Three weeks ago, LWN looked at the renewed interest in dynamic tracing, with an emphasis on SystemTap. Tracing is a perennial presence on end-user wishlists; it remains a handy tool for companies like Sun Microsystems, which wish to show that their offerings (Solaris, for example) are superior to Linux. It is not surprising that there is a lot of interest in tracing implementations for Linux; the main surprise is that, after all this time, Linux still does not have a top-quality answer to DTrace - though, arguably, Linux had a working tracing mechanism long before DTrace made its appearance.
Even a casual reader of the kernel mailing list will have noticed that there are a lot of tracing-related patches in circulation at the moment.
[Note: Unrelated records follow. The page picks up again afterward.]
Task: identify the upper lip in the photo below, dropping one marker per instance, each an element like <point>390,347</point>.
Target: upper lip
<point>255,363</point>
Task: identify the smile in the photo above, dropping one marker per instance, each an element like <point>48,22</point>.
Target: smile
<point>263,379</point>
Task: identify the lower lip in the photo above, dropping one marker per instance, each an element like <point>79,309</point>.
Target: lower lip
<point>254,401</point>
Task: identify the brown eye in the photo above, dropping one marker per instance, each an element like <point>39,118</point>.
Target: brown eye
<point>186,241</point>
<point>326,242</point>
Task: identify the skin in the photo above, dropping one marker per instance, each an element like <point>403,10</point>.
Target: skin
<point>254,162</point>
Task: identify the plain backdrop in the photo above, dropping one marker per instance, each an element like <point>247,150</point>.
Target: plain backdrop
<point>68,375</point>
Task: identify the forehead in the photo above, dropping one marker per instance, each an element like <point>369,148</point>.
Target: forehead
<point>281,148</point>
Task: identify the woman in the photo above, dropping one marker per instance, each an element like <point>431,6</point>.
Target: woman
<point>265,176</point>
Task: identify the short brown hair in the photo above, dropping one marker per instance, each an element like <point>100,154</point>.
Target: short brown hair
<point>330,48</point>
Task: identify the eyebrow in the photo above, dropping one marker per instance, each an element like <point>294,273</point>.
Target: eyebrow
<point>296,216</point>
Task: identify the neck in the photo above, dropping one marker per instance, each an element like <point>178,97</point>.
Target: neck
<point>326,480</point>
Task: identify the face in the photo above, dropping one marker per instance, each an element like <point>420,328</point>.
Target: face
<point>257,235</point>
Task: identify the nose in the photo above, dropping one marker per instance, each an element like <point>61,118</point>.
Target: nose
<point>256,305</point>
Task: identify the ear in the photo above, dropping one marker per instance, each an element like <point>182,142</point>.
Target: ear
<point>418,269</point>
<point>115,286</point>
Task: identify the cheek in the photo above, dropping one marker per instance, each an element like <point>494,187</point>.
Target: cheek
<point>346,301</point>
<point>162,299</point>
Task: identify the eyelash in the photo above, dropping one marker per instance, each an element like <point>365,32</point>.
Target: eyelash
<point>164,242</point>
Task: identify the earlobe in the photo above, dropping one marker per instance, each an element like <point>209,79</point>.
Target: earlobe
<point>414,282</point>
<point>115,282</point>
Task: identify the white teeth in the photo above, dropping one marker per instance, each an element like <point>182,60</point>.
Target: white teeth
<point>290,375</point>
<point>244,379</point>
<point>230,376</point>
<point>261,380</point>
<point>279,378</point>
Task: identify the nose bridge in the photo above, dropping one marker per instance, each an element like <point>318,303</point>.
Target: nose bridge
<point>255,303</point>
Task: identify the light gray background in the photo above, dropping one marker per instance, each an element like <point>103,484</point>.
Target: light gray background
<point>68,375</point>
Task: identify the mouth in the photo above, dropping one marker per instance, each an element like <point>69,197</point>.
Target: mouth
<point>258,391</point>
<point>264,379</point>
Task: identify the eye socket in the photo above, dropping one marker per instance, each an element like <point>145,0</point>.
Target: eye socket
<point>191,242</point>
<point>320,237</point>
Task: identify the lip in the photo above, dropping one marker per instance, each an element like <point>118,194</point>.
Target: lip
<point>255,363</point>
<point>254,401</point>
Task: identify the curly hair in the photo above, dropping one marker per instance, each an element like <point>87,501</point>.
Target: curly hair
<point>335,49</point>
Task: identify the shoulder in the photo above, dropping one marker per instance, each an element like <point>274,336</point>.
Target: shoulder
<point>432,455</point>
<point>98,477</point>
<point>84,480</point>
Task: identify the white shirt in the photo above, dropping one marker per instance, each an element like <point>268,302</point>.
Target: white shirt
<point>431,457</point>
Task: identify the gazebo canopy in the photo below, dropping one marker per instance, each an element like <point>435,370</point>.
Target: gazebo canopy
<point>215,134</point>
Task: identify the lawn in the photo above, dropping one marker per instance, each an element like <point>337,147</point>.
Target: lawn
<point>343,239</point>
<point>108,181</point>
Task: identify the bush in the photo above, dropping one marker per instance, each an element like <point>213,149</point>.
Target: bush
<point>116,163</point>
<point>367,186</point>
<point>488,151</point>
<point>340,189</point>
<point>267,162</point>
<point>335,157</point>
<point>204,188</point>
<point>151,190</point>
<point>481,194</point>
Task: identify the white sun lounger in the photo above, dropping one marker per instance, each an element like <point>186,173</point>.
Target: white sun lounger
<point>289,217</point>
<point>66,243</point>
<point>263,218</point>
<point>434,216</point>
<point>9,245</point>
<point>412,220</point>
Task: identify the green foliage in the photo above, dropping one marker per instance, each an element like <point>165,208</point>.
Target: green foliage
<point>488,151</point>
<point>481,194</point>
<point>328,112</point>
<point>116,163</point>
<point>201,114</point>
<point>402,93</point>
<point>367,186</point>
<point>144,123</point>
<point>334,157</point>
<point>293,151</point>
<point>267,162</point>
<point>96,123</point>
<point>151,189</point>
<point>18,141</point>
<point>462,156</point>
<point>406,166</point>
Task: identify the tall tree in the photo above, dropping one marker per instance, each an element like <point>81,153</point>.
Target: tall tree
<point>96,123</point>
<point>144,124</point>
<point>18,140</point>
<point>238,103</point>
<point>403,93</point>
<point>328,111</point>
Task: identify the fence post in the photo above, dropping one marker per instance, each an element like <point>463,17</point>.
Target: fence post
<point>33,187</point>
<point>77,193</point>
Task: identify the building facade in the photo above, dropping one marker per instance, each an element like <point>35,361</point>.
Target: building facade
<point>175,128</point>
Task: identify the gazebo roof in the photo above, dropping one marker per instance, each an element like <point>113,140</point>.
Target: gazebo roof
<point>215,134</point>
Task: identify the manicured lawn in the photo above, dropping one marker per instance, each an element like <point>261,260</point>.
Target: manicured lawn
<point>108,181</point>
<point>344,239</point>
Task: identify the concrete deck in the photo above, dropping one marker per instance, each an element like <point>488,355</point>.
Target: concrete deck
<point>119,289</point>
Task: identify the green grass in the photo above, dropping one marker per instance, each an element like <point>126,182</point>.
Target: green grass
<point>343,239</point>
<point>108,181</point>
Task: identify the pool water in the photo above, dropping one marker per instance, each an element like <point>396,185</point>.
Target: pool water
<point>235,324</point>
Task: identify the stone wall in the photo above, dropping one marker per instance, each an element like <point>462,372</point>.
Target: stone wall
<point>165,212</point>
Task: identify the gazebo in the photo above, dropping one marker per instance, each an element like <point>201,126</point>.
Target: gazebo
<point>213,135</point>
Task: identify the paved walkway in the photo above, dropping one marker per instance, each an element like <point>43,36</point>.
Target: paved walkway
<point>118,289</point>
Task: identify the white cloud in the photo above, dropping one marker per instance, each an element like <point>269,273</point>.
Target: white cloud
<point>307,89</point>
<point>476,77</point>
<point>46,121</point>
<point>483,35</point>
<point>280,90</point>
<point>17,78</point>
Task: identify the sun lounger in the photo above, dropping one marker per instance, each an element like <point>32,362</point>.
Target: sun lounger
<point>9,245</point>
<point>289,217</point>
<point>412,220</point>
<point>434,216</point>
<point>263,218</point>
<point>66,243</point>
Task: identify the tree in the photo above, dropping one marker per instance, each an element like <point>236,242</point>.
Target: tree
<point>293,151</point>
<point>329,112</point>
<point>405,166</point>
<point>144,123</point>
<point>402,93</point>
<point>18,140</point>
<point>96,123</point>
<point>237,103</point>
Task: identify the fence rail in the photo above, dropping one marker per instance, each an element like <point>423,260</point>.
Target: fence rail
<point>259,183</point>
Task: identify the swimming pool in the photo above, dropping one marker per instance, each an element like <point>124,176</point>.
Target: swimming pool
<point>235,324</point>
There are so many, in fact, that it is hard to keep track of them all. So this article will take a quick look at the code which has been posted in an attempt to make the various options a bit clearer.
SystemTap remains the presumptive Linux tracing solution of choice. It is hampered by a few problems, though, including usability issues, a complete lack of static trace points in the mainline kernel, and no user-space tracing capability. On the usability side, we are seeing a few more kernel developers trying to put SystemTap to work and posting about the problems they are having. If one takes as a working hypothesis the notion that, if kernel hackers cannot make SystemTap work, many other users are likely to encounter difficulties as well, then one might conclude that addressing the reported problems would be a priority for the SystemTap developers.
The SystemTap developers do seem to be interested in these reports, which is a good sign. There are other things happening in the SystemTap arena, including the release of version 0.7 on July 15. This release adds a number of new features and tapsets, and a substantial set of examples as well. Meanwhile, Anup Shan has posted an interesting integration of SystemTap and the fault injection framework, allowing tapsets to control fault injection and trace the results.
James Bottomley has been playing some with the SystemTap code; one result of that work is changes to SystemTap's internal relocation code in an attempt to make it more acceptable for mainline kernel inclusion. There can be no doubt that the out-of-tree nature of much of the SystemTap support code has made it harder for that code to progress, so any improvement which makes it more likely that some of this code will be merged is welcome.
Also by James is this patch implementing a new way to put markers into the kernel. The addition of markers (or static tracepoints) has always been problematic in that many of these markers, by their nature, need to go into some of the hottest code paths in the kernel. To support dynamic tracing, these markers need to be available on production systems, so they must work without creating any significant performance regressions. Quite a bit of work has gone into the static marker code which is in the kernel (but mostly unused) now, but some developers are still uncomfortable with putting them into performance-critical paths.
James's patch addresses these concerns by putting the tracepoints entirely outside of the code paths. Rather than add some sort of marker to the code, these markers just make a note of just where in the code the marker is supposed to be; this note is stored in a separate part of the kernel binary. That information is enough for a run-time tool to patch in an actual jump to a tracing function should somebody want to see the information from that tracepoint. An additional benefit is that these markers do not interfere with any optimizations done by the compiler. Other solutions can insert optimization barriers which, while they do make life easier for the tracing subsystem, also affect the speed of the code even when the trace points are not active.